Posted by: Mary Beth | Jul 17, 2012 12:50:44 PM

"Or it could be that we've slashed public spending on early childhood education, welfare to families, public education and public universities, medicare, day care and every other anti-poverty and family support program that made it possible to have kids without being rich."

Pretty sure we (us the taxpayers) are spending more money on just about all of these programs, fairly certain none have been significantly cut, let alone "slashed". Considering the results the programs have been getting, wish they would be slashed.
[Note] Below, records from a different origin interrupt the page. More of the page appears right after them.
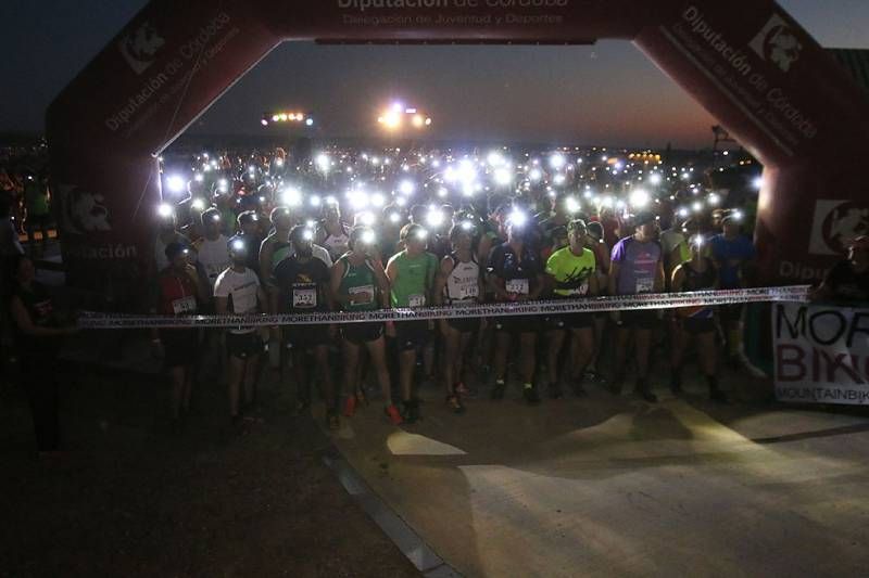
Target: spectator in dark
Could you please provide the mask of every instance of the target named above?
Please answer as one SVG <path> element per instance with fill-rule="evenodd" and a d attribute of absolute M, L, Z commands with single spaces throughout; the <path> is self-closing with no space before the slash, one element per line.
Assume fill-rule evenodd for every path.
<path fill-rule="evenodd" d="M 849 306 L 869 301 L 869 236 L 858 236 L 848 244 L 847 257 L 830 269 L 809 298 Z"/>
<path fill-rule="evenodd" d="M 58 356 L 63 337 L 75 326 L 62 325 L 48 290 L 36 278 L 33 261 L 16 255 L 10 259 L 12 279 L 9 311 L 15 331 L 23 386 L 30 403 L 40 454 L 60 447 Z"/>
<path fill-rule="evenodd" d="M 47 183 L 32 172 L 24 176 L 24 205 L 27 209 L 27 249 L 33 258 L 36 255 L 36 231 L 39 231 L 39 251 L 45 255 L 48 246 L 48 226 L 51 220 Z"/>
<path fill-rule="evenodd" d="M 18 242 L 18 233 L 12 223 L 11 203 L 10 195 L 0 193 L 0 257 L 3 259 L 24 253 L 24 248 Z"/>

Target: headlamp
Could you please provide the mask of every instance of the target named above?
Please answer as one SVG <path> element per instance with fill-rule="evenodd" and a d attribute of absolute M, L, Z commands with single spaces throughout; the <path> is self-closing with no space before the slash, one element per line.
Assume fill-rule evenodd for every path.
<path fill-rule="evenodd" d="M 528 215 L 519 209 L 513 209 L 507 216 L 507 222 L 513 227 L 522 228 L 528 223 Z"/>
<path fill-rule="evenodd" d="M 281 193 L 281 201 L 288 207 L 298 207 L 302 204 L 302 192 L 294 187 L 288 187 Z"/>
Posted by: John | Jul 17, 2012 1:06:05 PM

It may take a few years, but now that the NYT is now running front page Sunday articles about the inequality inherent in single parent households, you will start to see this presented as a women's issue and something that needs to be corrected for the sake of the kids. Instead of trying to encourage the formation of traditional households with 2 incomes to bear the load when there are kids involved, there will be a whole slew of new entitlement programs presented to make it easier for irresponsible people to have kids in order to even out the inequalities. Heaven forbid that we try to say that you should not be having kids when not married unless you have a really nice size income

Posted by: JohnnyL | Jul 17, 2012 1:12:33 PM

I'm glad they used a fixed percentile somewhat below the top. It is quite common to use the top X percent, but that metric has a fatal problem for honest debate: the top whatever percent is open-ended and full of people whose high income is a one time event. This makes great grist for wealth-bashing but it induces us to have public policy that reduces the wealth of everyone.

Posted by: theBuckWheat | Jul 17, 2012 1:50:38 PM

Please allow me to add that I am always baffled by the fixation on "income inequality", as if this is a reliable indicator of some horrible injustice in society. Having a wide diversity of incomes is no more a sign of injustice than having a wide diversity of skin colors.

Posted by: theBuckWheat | Jul 17, 2012 1:54:40 PM

If the liberal lawmakers stay true to form, there will soon be laws enacted punishing married couples since it isn't "fair" that they have an economic advantage. I see changes in the tax code as one possibility.

Posted by: Trogg | Jul 18, 2012 4:57:48 AM

"single moms and deadbeat dads"

Sexist much? How about single dads and moms and dead parents?